Leben, eine unendliche Metamorphose und was ist Kunst?

Das Gegenteil? Konservierbar, unsterblich?

Es gibt einen gigantischen Kunstmarkt.

Und unübersehbar viel Kunstmarkkunst. Der Kunstpreis gibt Auskunft über den Kunstwert.

Und die Hüterin der Kreativität ist inzwischen die Werbung, nicht mehr die Kunst.

Wozu sollte ich also noch weitere Bilder malen?

Ich wusste keine Antwort.

Trug  meine Arbeiten in den Garten. Vergrub sie.

Das Interesse für Wandlungen, für den Verfall, wie sie in der Natur zu beobachten sind, wurde geweckt.

Der unaufhörliche Prozess des Übergangs fesselte mich.

Dem herkömmlichen Diktat der kostbaren Ware Kunst setzte ich nun im Sinne der L`Art Brut die Auffassung von den „armen“ Materialien entgegen.
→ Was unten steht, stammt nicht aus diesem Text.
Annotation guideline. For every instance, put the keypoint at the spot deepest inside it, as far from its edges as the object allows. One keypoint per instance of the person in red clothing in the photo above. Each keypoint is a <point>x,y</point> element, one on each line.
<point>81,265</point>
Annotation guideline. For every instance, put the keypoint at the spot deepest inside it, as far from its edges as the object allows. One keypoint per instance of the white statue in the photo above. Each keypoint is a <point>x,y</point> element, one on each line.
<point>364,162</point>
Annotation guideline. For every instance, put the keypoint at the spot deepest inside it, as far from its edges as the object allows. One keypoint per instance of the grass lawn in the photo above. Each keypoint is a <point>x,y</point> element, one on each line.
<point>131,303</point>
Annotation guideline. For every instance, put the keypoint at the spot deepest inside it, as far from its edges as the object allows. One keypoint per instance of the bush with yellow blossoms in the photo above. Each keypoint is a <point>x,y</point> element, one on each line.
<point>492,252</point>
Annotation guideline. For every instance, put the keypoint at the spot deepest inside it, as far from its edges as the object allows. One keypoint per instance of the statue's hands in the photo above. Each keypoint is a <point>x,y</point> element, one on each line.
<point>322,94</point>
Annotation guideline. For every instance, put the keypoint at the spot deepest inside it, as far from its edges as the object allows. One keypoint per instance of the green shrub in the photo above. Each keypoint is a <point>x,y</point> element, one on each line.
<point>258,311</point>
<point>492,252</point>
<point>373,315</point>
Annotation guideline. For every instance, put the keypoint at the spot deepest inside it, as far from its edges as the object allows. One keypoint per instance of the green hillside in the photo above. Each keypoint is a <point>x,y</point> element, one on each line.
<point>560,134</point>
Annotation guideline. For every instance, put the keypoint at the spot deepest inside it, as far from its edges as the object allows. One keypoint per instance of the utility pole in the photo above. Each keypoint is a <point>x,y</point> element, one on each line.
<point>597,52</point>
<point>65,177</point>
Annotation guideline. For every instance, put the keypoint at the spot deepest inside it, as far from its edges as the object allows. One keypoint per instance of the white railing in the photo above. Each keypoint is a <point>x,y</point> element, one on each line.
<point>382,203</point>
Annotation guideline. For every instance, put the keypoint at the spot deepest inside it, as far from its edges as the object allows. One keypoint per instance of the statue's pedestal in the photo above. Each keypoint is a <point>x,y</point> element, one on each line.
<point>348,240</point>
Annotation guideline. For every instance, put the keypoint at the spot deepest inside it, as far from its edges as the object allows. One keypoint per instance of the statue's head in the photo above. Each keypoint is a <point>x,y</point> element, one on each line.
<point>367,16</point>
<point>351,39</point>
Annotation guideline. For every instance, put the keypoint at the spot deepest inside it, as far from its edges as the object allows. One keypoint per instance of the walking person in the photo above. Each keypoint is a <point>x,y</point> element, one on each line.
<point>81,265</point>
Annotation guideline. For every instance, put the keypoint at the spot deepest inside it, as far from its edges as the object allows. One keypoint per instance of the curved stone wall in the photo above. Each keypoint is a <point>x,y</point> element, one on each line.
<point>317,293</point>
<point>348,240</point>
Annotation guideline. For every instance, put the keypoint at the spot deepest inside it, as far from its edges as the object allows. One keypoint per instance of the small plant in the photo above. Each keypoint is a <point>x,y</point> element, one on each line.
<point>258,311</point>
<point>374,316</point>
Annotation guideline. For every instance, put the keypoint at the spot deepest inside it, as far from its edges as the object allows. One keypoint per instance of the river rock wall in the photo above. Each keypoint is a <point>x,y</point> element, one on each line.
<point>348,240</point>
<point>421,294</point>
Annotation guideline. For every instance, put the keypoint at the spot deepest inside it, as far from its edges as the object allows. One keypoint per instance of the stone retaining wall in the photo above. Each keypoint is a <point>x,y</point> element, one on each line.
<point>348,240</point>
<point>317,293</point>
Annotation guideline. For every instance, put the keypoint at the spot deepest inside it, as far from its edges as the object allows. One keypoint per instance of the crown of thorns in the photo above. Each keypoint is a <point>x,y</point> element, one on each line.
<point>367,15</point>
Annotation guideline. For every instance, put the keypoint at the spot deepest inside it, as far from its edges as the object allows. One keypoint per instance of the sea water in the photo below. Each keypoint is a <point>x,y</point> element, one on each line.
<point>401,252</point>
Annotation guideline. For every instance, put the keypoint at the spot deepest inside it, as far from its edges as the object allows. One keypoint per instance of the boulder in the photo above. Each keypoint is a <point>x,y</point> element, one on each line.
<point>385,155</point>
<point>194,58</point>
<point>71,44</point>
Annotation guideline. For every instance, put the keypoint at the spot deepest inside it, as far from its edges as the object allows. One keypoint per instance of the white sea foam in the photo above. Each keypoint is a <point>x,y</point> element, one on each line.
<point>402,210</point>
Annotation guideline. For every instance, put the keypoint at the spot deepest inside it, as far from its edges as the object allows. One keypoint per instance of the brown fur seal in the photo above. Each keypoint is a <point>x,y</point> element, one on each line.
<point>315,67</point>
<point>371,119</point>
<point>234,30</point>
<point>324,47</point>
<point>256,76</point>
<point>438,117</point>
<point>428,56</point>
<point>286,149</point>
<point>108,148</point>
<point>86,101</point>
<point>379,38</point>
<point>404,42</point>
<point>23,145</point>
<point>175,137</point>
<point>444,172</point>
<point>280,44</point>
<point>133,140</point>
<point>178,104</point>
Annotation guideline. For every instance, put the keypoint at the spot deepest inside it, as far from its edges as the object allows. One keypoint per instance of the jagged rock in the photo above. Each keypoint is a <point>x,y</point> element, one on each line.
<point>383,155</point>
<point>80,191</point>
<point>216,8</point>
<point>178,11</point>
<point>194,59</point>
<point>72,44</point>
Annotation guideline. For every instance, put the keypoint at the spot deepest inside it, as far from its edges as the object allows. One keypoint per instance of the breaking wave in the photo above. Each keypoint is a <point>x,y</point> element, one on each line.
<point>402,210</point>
Unbehandelte Spanplatten wurden bevorzugte Bildträger.

Ich sammele Fundstücke, deren äußere Erscheinungsform mich anregten und in deren Verwitterungsprozesse ich gestalterisch eingriff.

Bakterien und Neugierde, Wind und Zufall, Feuer und Zeit wurden Arbeitsmaterialien.

So entstehen fragile Geschöpfe, zunehmend instabil, verletzlich, verwundbar.

Sie tauschen ihre Unsterblichkeit mit dem ständigen Wandel.

Inzwischen sind manche Bilder fast vollständig verwittert. Unter Pappresten, haben sich Asseln angesiedelt. Getier, viel älter als der Mensch und seine Kunst.